At the beginning patients feel merely languid or uneasy, with flying pains, dryness of the lips and tongue but no thirst; in a day or two they find themselves often giddy, dispirited and anxious without apparent reason, and passing pale urine. They have transient fits of chilliness, a low, quick and unequal pulse, sometimes cold clammy sweats and risings in the throat. They go about until more violent symptoms come on, simulating those of quotidian, tertian or quartan fever; sometimes the malady simulates pleurisy. There may be attacks of dyspnoea, nausea and haemorrhage; the menses in women are checked. A loss of memory and a delirium occur at intervals for short periods. The malady is very difficult to cure and too often becomes fatal in the end. It will last thirty or forty days, unless it end fatally in stupor or syncope. A form of mania is a consequence of it, where it has been neglected or badly treated; “of late years this species of madness has been more than ordinarily frequent.” All sorts were liable to it, but mostly valetudinarians, delicate persons, and those in the decline of life; the fatalities were “especially among the opulent families of this great metropolis[114].”
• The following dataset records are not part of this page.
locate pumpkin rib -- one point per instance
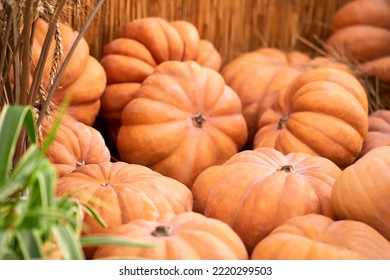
(257, 184)
(281, 147)
(339, 143)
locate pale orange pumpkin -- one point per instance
(122, 192)
(143, 45)
(257, 190)
(316, 237)
(258, 77)
(378, 131)
(75, 144)
(185, 236)
(360, 32)
(362, 191)
(181, 120)
(323, 112)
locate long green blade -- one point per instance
(30, 244)
(22, 172)
(87, 241)
(12, 119)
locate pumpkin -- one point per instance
(324, 112)
(378, 131)
(84, 78)
(257, 190)
(182, 119)
(316, 237)
(368, 23)
(259, 76)
(144, 44)
(185, 236)
(75, 144)
(362, 191)
(121, 192)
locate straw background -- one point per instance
(233, 26)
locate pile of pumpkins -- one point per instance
(272, 155)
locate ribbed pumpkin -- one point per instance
(84, 78)
(259, 76)
(185, 236)
(75, 145)
(144, 44)
(256, 191)
(122, 192)
(360, 31)
(182, 120)
(378, 131)
(324, 112)
(362, 191)
(316, 237)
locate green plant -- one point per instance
(34, 222)
(30, 215)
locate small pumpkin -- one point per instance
(259, 76)
(144, 44)
(324, 112)
(122, 192)
(378, 131)
(185, 236)
(75, 144)
(181, 120)
(84, 78)
(362, 191)
(257, 190)
(368, 23)
(316, 237)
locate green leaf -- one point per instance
(30, 244)
(68, 242)
(12, 119)
(99, 240)
(22, 172)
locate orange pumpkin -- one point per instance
(368, 23)
(75, 145)
(185, 236)
(324, 112)
(362, 191)
(122, 192)
(258, 77)
(144, 44)
(182, 120)
(256, 191)
(84, 79)
(316, 237)
(378, 131)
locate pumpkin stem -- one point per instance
(287, 168)
(160, 231)
(282, 121)
(79, 164)
(198, 119)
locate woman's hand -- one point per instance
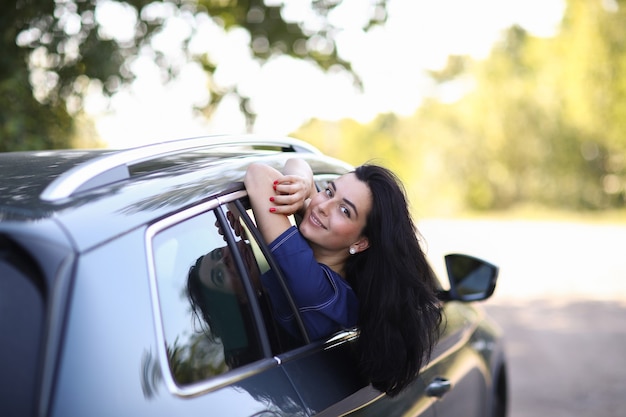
(292, 193)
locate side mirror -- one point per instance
(471, 279)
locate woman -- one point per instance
(360, 264)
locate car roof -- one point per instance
(98, 194)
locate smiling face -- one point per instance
(336, 216)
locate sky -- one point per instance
(418, 35)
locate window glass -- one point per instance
(258, 264)
(208, 325)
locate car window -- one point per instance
(258, 264)
(207, 320)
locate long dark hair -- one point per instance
(399, 313)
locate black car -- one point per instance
(102, 315)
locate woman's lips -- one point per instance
(316, 221)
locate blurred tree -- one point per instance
(541, 121)
(56, 51)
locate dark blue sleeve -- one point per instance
(325, 300)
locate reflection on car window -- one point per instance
(280, 339)
(207, 321)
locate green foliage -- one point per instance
(63, 48)
(544, 124)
This fever-period in London corresponds on the whole closely with a series of unhealthy years in Short’s tables from the registers of market towns and country parishes, and with high mortalities in the Norwich register. It was not specially a smallpox period, as the last unhealthy year, 1723, was. On the other hand the epidemiographists in Yorkshire, Devonshire and Ireland dwell most upon fevers of the nature of typhus, some of which were due to famine or dearth, and upon “agues.”